Читать книгу Profit Maximization Techniques for Operating Chemical Plants - Sandip K. Lahiri - Страница 41
2.3.1.1 Manufacturing
ОглавлениеManufacturing operations consume most of the production costs and digital technology can bring the highest impact in this area. This is true for all segments of the chemical industry, from petroleum refinery to petrochemicals to pesticides to specialty chemicals. The global management firm Mckinsey estimate the potential for a three‐ to five‐percentage point improvement in return on sales from employing digital in production operations (Klei et al., 2017). With the advent of data historians two decades ago, an enormous amount of production‐related data has been collected by all of the major chemical industries. However, due to the absence of proper data analytics software, most of these data remains unutilized. AI‐based algorithms can extract knowledge from these data and utilize that knowledge to achieve higher efficiency and throughput, lower energy consumption, and more effective maintenance. For many companies, these are low hanging fruits and benefit can be achieved immediately using existing IT (information technology) and process control systems.
The contribution to profits can be substantial. Examples are many in all leading chemical industries around the world.
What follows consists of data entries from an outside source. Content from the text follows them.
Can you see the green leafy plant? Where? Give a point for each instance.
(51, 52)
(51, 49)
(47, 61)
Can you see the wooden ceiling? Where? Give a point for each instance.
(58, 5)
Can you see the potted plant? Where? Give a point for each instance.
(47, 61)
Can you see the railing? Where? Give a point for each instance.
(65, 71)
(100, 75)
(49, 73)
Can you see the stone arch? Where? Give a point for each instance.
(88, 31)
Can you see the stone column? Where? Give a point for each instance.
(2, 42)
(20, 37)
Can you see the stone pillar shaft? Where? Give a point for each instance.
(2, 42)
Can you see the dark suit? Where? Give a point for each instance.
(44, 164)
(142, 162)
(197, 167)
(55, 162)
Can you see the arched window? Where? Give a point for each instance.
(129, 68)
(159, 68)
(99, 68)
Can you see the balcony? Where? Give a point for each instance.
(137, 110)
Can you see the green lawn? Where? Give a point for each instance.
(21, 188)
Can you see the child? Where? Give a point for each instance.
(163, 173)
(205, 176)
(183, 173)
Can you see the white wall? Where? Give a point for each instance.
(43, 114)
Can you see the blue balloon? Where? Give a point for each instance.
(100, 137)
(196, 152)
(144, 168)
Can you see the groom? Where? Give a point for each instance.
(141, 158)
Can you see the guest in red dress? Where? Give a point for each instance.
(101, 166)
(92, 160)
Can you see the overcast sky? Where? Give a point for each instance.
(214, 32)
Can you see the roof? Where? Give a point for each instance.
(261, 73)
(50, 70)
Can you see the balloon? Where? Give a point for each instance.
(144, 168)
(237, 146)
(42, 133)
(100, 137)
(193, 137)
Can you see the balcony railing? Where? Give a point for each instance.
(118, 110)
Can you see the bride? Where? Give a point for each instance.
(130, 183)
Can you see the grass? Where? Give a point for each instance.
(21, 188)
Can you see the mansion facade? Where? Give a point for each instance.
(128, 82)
A major petrochemical company applied advanced AI‐based data analytics to a billion data points that it collected from its naphtha cracker manufacturing plant. With the help of an AI‐based stochastic optimization algorithm, this plant optimizes different process parameters that lead to an increase in the ethylene production by 5% without making any capital investments and generated cost savings by reducing energy consumption by 15%. A leading refinery company takes another approach at one of its main plants: it used AI‐based advanced analytics to model its production process and make a virtual plant, and then used the model to provide detailed, real‐time guidance to DCS (distributed control system) panel operators on how to adjust process parameters to optimize performance. Once it was implemented, profit from this plant increased by over 25% and yields increased by seven percentage points, thus saving on raw materials, while energy consumption fell by 26% (Holger Hürtgen, 2018).
Besides this AI‐driven analytics‐based opportunity, there are other digital‐enabled advances that have started creating profit in the manufacturing operations area. Examples include IoT‐based steam trap monitoring, IoT‐based wireless vibration and temperature monitoring of critical pumps and other single‐line rotating equipment, the use of digital sensors to monitor vent gas composition, etc. These advances help to reduce maintenance costs and improve process reliability and safety performance. At the same time, deploying a holistic automated and centralized data analytics and plant performance management system should enable the plant engineers to monitor the plant better and take proper corrective and preventive actions faster.